New York polis teşkilatındaki yolsuzlukları ortaya çıkarmak üzere gizli bir göreve atanan Frank Serpico'nun öyküsü 70'li yılların en popüler filmlerinden birine dönüşür. Başrolünü Al Pacino'nun oynadığı Serpico 2 dalda Oscar'a aday gösterilir ama ikisini de alamaz. Öte yandan Pacino'nun En İyi Erkek Oyuncu dalında aday gösterildiği ilk filmdir Serpico ve ona ilk Altın Küre ödülünü kazandırır. Gerçekten de Frank Serpico rolünde çok etkileyici bir iş çıkarır Pacino. Amerikan Film Enstitüsü 100 Yılın 100 Kahramanı ve Kötü Adamı listesinde 40. sıraya yerleştirir Frank Serpico karakterini. Aslında John G. Avildsen'in çekmesi beklenen film son anda Sidney Lumet'ye kalır çünkü Avildsen ve yapımcı Bregman bir anlaşmazlık yazarlar. Çekimlerden bir hafta önce yönetmen koltuğuna oturup da böylesi unutulmaz bir filme imza atmak da olsa olsa Lumet gibi bir ustanın başarısıdır.

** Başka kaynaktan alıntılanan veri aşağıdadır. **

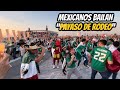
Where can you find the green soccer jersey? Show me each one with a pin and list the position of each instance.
(89, 46)
(100, 55)
(74, 44)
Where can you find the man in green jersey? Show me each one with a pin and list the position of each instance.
(99, 57)
(71, 64)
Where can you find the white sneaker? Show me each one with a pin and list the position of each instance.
(57, 66)
(53, 66)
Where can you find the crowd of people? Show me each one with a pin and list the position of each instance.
(100, 52)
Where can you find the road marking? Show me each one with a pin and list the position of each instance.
(11, 61)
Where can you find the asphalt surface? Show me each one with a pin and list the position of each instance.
(47, 72)
(14, 72)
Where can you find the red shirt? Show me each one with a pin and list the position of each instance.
(115, 67)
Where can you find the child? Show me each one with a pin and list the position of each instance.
(71, 64)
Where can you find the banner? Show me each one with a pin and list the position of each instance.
(8, 35)
(1, 36)
(15, 37)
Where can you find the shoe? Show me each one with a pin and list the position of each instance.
(80, 77)
(57, 66)
(53, 66)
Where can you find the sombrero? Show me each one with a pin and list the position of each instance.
(32, 47)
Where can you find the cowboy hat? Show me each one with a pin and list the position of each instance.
(32, 47)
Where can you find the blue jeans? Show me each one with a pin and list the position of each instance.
(103, 74)
(86, 61)
(114, 75)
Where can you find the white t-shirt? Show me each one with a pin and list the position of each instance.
(22, 51)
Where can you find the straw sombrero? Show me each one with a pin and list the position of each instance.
(32, 47)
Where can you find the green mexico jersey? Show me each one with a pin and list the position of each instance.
(100, 55)
(28, 57)
(74, 44)
(89, 46)
(39, 50)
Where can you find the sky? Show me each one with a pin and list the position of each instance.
(37, 20)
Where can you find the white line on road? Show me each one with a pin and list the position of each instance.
(11, 61)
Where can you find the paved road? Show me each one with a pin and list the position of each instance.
(14, 72)
(47, 72)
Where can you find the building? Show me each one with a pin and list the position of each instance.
(43, 34)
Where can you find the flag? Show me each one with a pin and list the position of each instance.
(8, 35)
(1, 36)
(15, 37)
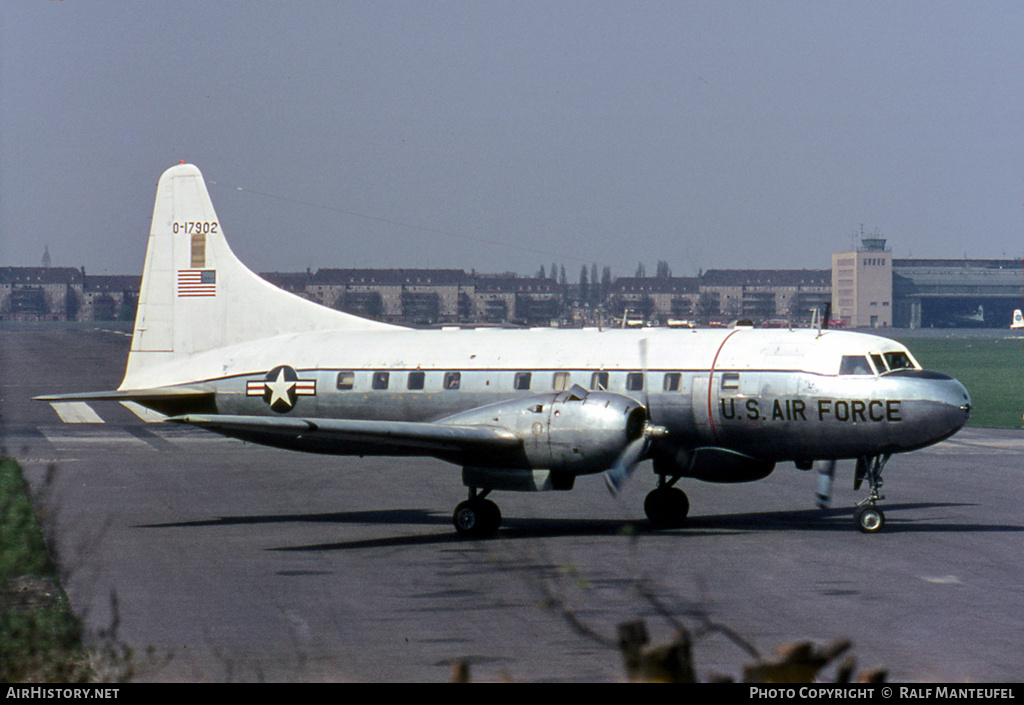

Dog Day Afternoon ( 1975 )

Sidney Lumet'nin ve Al Pacino'nun en iyi filmlerinden biri de Dog Day Afternoon'dur. İkisinin birlikte yaptığı en iyi filmdir. Bir banka soygununu anlatan film bir yanıyla da filmin başkişisi olan eşcinsel banka soyguncusunun psikolojik bir çözümlemesidir aynı zamanda. Tıpkı Serpico gibi gerçek bir olaydan hareketle çekilmiştir ve yine tıpkı Serpico'da olduğu gibi Pacino bir kez daha En İyi Erkek Oyuncu Oscar'ına aday gösterilir ( ve yine kazanamaz ). Pacino'nun "Attica! Attica!" çığlığından, erkek arkadaşı Leon ile buluşmalarına dek bir çok unutulmaz ana sahne olan film 70'li yılların ruhunu en iyi yansıtan ( 60'ların hunharca katledilen barışçıl atmosferin ardından çöken depresif ruh halinden söz ediyorum burada ) yapımlardan biridir.

Network ( 1976 )

Televizyon denen tuhaf aygıt ve medya denen vahşi mekanizma hakkında çekilmiş en iyi filmlerden biridir Network. Belki de en iyisi. Açıkçası Network'ten bu yana medya eleştirisi yaptığı iddia edilen hiçbir film bu kadar güçlü bir etki yaratamamıştır bana göre. Başroldeki oyuncuların çok etkileyici performanslar sergilediği film özellikle Faye Dunaway'in canlandırdığı Diana Christensen'in şahsında sinema tarihinin en rahatsız edici kötü karakterlerinden birini yaratmıştır. Yönetici konumuna getirildiği haber kanalında reyting uğruna gerçek bir canavar yaratan ve bişr süre sonra reytingler düştüğünde çareyi yarattığı canavarı canlı yayında öldürmekte bulan Christensen tam da günümüz medyasının alıp da baştacı edeceği bir tiptir aslında. Peter Finch ve Faye Dunaway'e Oscar akazandıran film toplam 4 dalda heykelciğe uzanacaktır.

Night Falls On Manhattan ( 1997 )

Doğrusunu isterseniz bu biraz benim kişisel tercihim. Tabii ki önceki filmler de kişisel tercihimdi ama Night Falls On Manhattan'ı Lumet'nin en iyi 5 filmi arasına koymayacak çok kişi vardır eminim. Belki The Verdict ya da Prince of the City daha bariz bir seçim olabilirdi ama ben noir çağrışımları olan Night Falls'u daha çok severim. Polis teşkilatı içindeki bir yolsuzluk hikayesidir yine ve Andy Garcia'dan Ian Holm'a tüm oyuncuların ( ki aralarında James Gandolfini, Richard Dreyfuss ve Lena Olin gibi isimler de var ) birinci sınıf performanslar sergilediği bir filmdir. Aynı yıl gösterime çıkan LA Confidential kadar başarılı bir film değildir belki ama yine de izlemesi çok keyiflidir.